The next thing you need to set up is the signifiers you’ll be using on the next page of your notebook: task, task done, task moved, task canceled, event, appointments, notes, e-mail, important, etc.
2 Find a system that works for you
As you work on your first bullet journal, you might be using a different kind of layouts or spreads, then you’ll find what system is the best that works for you, but be sure to add on your notebook some basic spreads that will help you to get everything on it as:
- Year calendar.
- Monthly calendar – it will help you to have a spread where you can mark down any date where you need to do something important as: birthdays, anniversaries, a family event, some important dates for your job, vacations, travels and others.
- Weekly calendar – on this spread you’ll have more room to write down those important task working on during this week or some important appointments or events during the week.
- Daily layout – when you need to do some different tasks on a day, this layout comes up very handy to help you to get organized for all your activities during one day.
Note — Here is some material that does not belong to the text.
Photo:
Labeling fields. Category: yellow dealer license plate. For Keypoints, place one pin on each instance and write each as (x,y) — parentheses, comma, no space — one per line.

- Project – Discover what kind of layout will work better for you working on a project, designing it, thinking on your needs, you can achieve any goal no matter how big it can be if you do one step at a time. Write down all the tasks you need working on to get it done.
3 Find motivation to keep at it
As you keep working on your own Bullet Journal, you’ll discover how easy is to keep at it, day by day you can plan your activities working on to achieve your goals.
Getting to know in advance what you want to achieve, set up your goals and make a plan will simplify the work you need to do.
There’s no need to keep everything in your head when you can take a few minutes to sit down and write it down, as you learn how to make a plan and make task working on, you will see how all you need to do is to check on what tasks you need working every day as you have already all your plans for every project written on your Bullet Journal.
With you mind clear it will be easier for you to focus on those activities you need to do without the need to remember everything you need to do all the time.
Be sure working on your plans, make a strategy and write down the tasks you’ll be working on, by the end of the first month using this system you can see how much you have achieved.
It doesn’t matter what your purpose in life if you want to improve, personal, family, work or anything you want to, the Bullet journalism will be the best tool you can work with to achieve anything you want to.
You don’t need to be a professional artist to have the best Bullet Journal ever, start where you are right now, even with no doodles on it, or no art it will work fine for you.
Find your own voice, start making the “to do lists” that you want to start working on, achieve your first goals, go week by week, and month by month, at the end of this year you’ll end with many goals achieved.
Dream big, make plans for yourself, and work on them, one task every day, their will be no goal you want to achieve that you can’t reach.